A practice would be installing the dependencies within the pre_gen_project.py hook file.

try:
    import rich
except ModuleNotFoundError:
    import subprocess

    subprocess.run(
        [
            "pip",
            "install",
            "--disable-pip-version-check",
            "--no-python-version-warning",
            "-q",
            "rich",
        ]
    )

This way, right before when post_gen_project gets triggered, it installs rich so that you can use rich.print in post_gen_project.py with no issues.

Solution 2

Another solution would be to keep a cc_requirements.txt file within your {{cookiecutter.project_slug}}/ (or wherever you keep the template files) and put all your dependencies there.

rich==<desired-version>

Then, in post_gen_project.py file, use the following instruction to..

  • firstly, install the dependencies.
  • secondly, remove the cc_requirements.txt file.

Here would be the content of post_gen_project.py file.

import os

# ...

PROJECT_DIRECTORY = os.path.realpath(os.path.curdir)

def remove_file(filepath: str) -> None:
    """removes a file

    Args:
        filepath (str): path to file
    """
    os.remove(os.path.join(PROJECT_DIRECTORY, filepath))

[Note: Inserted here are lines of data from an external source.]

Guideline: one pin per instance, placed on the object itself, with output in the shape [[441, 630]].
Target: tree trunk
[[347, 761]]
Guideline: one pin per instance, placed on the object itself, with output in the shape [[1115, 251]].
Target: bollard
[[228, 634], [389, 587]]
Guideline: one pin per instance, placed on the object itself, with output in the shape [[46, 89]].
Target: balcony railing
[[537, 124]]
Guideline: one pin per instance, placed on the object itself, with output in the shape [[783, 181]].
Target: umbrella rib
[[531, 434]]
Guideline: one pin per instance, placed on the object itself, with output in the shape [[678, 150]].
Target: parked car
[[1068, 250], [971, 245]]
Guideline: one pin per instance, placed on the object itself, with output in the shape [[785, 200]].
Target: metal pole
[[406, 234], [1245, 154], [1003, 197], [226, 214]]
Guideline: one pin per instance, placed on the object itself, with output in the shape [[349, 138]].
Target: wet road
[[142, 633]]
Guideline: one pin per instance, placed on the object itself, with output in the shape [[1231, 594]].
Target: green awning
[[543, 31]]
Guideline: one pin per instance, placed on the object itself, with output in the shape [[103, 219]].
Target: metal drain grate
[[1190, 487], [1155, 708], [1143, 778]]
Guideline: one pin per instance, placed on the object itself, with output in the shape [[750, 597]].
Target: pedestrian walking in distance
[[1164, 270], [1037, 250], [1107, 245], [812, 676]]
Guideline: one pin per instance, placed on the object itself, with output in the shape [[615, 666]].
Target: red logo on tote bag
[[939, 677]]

def install_requirements():
    requirements_file = os.path.join(PROJECT_DIRECTORY, "cc_requirements.txt")
    subprocess.check_call(
        [
            "pip",
            "install",
            "--disable-pip-version-check",
            "--no-python-version-warning",
            "-qUr",
            requirements_file,
        ]
    )
    remove_file(requirements_file)

# ...

if __name__ == "__main__":
    ...
    install_requirements()
    import rich
    # ...

setup.py, setup.cfg, pyproject.toml

These files are often there for the sake of managing the metadata corresponding to the template. Some specific metadata keywords are just needed from those files such as version and not all of them. For instance, if you look around the packages keyword in those files, they are empty most of the time meaning when someone tries installing them, ultimately, nothing (functional) actually gets shipped!